We’re not going to delve into the details of using each tool, since there are many variations. However, there are some universal steps, and knowing what cleaning might entail can give you a better idea of whether this is something you’re comfortable doing yourself. The procedure below therefore provides the general steps needed when cleaning with sensor brushes and/or sensor swab tools. You are responsible for also consulting the instructions that came with your specific tool.

  1. Prepare. Read through all these steps ahead of time so that you are familiar with each step and have everything necessary to perform each in succession. Make sure that you choose a block of 15-20 minutes where you are unlikely to be interrupted, and that your mobile phone has been turned off. It’s also good practice to clean the camera body, lens and lens mounts with a damp cloth, since this dust could potentially end up on your sensor later on.
  2. Check Battery. Fully charge your camera battery if it has less than half its charge.
  3. Choose Location. Locate yourself in a clean environment with relatively still air.
  4. Arrange Tools. Have all necessary tools ready and easily accessible.
  5. Set Camera to Cleaning Mode. Set your camera to “manual cleaning mode” (or similarly named mode). Consult your camera manual if necessary.
  6. Position Your Camera.

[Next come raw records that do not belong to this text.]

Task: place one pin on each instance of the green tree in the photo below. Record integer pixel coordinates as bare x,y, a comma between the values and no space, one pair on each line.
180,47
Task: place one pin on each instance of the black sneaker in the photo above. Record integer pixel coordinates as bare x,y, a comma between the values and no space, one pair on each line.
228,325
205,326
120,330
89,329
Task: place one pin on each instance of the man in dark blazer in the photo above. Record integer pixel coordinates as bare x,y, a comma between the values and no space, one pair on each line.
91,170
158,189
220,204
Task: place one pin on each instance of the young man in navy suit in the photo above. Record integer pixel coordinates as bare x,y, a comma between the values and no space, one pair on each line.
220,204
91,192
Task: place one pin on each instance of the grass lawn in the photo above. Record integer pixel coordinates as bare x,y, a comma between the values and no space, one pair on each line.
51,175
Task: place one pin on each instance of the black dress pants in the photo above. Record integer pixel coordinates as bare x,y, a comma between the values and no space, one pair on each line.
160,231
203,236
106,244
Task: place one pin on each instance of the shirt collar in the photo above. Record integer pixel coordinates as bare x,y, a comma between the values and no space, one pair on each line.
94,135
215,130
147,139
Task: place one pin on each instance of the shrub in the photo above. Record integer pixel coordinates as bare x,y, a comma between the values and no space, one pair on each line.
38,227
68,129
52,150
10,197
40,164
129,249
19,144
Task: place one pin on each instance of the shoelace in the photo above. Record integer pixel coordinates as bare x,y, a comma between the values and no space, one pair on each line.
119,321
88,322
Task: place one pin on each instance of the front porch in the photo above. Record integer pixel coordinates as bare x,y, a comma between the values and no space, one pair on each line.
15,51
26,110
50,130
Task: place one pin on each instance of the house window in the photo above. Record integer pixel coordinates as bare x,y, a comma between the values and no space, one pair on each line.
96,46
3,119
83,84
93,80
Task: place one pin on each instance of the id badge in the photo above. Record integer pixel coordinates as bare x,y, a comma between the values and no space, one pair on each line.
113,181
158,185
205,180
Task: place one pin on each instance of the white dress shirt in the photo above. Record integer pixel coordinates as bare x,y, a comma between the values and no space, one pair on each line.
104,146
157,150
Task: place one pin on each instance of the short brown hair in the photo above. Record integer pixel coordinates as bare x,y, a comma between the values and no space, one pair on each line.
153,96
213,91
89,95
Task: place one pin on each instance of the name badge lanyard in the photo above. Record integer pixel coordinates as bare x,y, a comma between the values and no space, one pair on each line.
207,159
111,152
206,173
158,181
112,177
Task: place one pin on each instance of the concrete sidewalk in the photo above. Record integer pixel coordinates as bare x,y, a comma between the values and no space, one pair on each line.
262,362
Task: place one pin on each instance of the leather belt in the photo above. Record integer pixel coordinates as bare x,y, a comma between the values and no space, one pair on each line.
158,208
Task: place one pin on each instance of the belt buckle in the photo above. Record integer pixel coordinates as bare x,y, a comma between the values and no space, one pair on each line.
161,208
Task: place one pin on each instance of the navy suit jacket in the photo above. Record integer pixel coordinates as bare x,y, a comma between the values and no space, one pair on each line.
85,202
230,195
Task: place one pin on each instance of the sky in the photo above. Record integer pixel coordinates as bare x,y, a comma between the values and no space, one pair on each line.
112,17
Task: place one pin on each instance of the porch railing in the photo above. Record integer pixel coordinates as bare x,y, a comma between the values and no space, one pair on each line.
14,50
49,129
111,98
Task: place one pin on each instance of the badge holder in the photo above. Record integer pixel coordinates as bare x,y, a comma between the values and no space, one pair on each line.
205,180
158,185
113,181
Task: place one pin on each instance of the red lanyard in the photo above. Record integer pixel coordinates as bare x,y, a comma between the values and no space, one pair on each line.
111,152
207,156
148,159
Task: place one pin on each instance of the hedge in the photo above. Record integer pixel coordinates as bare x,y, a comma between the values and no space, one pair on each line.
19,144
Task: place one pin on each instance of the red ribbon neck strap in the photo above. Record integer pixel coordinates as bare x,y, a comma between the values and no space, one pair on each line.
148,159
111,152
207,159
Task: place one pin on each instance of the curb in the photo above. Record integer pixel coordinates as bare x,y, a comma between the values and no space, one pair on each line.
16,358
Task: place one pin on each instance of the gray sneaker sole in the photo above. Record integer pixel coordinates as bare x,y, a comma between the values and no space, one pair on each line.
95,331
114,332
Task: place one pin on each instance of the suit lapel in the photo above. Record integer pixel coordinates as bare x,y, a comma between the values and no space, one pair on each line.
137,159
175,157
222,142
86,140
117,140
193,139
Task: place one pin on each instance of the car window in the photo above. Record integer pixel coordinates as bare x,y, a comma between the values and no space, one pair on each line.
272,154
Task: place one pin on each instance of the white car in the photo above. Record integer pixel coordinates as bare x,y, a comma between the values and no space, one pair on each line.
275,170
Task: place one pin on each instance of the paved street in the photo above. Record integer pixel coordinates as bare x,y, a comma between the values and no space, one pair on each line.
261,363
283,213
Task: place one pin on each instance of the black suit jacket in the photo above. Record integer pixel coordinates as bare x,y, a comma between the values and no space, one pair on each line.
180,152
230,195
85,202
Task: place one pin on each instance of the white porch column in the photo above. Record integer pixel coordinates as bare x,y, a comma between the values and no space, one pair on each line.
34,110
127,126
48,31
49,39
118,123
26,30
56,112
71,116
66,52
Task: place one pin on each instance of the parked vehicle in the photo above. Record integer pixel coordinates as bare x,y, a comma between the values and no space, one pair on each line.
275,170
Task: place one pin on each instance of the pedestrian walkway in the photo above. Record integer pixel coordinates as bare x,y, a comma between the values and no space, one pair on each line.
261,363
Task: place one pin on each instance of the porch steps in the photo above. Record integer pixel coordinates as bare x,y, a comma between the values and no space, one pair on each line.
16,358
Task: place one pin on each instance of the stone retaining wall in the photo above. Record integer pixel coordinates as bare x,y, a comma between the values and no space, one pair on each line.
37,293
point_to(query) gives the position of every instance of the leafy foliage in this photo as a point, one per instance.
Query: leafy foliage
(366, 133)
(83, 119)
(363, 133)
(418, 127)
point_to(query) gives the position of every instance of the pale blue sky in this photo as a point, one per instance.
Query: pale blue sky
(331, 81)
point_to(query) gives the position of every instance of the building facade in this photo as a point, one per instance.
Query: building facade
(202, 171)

Remove any attached lenses and place your camera on its back on a flat surface, giving easy and visible access to the sensor.
  7. Clean Using One or More of the Tools Below.
    a) Sensor Blower: Send several puffs of air into the camera body while the camera is facing downwards. After each puff, wait 5-10 seconds for any dust to settle out. Once complete, you’ll usually also need to use one of the other tools below.
    b) Sensor Brush: Gently place the bristled end of your brush at the edge of your camera sensor, and follow the motion shown in the diagram above. Apply only very light pressure — much less than if one were actually painting — since sensor brushes work by electrostatically attracting dust particles to their fibers, and not by actually scrubbing these off the sensor physically. Just try to whisk away the dust. Also, try to prevent the brush bristles from touching anything outside the sensor’s edges, since this may transfer camera lubricants or other contaminants onto the sensor.
    c) Sensor Stamp: Gently press the cleaning end of this tool against your camera sensor’s surface, but avoid dragging this across the surface since it can leave streaks or scratches. If the stamp area is smaller than your sensor’s area, use placements that minimize the number of times it needs to be pressed against the sensor.
    d) Sensor Swab: Affix the cleaning tissue to the end of your cleaning tool, and place 2-3 drops of cleaning fluid on the tip of your tool (if either wasn’t already performed the way it came). Gently place the tissue-covered end of your tool on the edge of the sensor and follow the motion shown in the diagram above. You shouldn’t apply any more pressure than you ordinarily would when writing with a fountain pen.
  8. Verify Cleaning. Turn your camera off and re-attach your lens, then take a test photo of a smooth, light surface using your lens’s highest f-stop value. Consult the “how to locate sensor dust” instructions at the start of this tutorial for additional details on performing this step. If the remaining dust is unacceptable, then you’ll need to repeat the above steps — perhaps by using a more aggressive tool such as a sensor swab instead of a brush.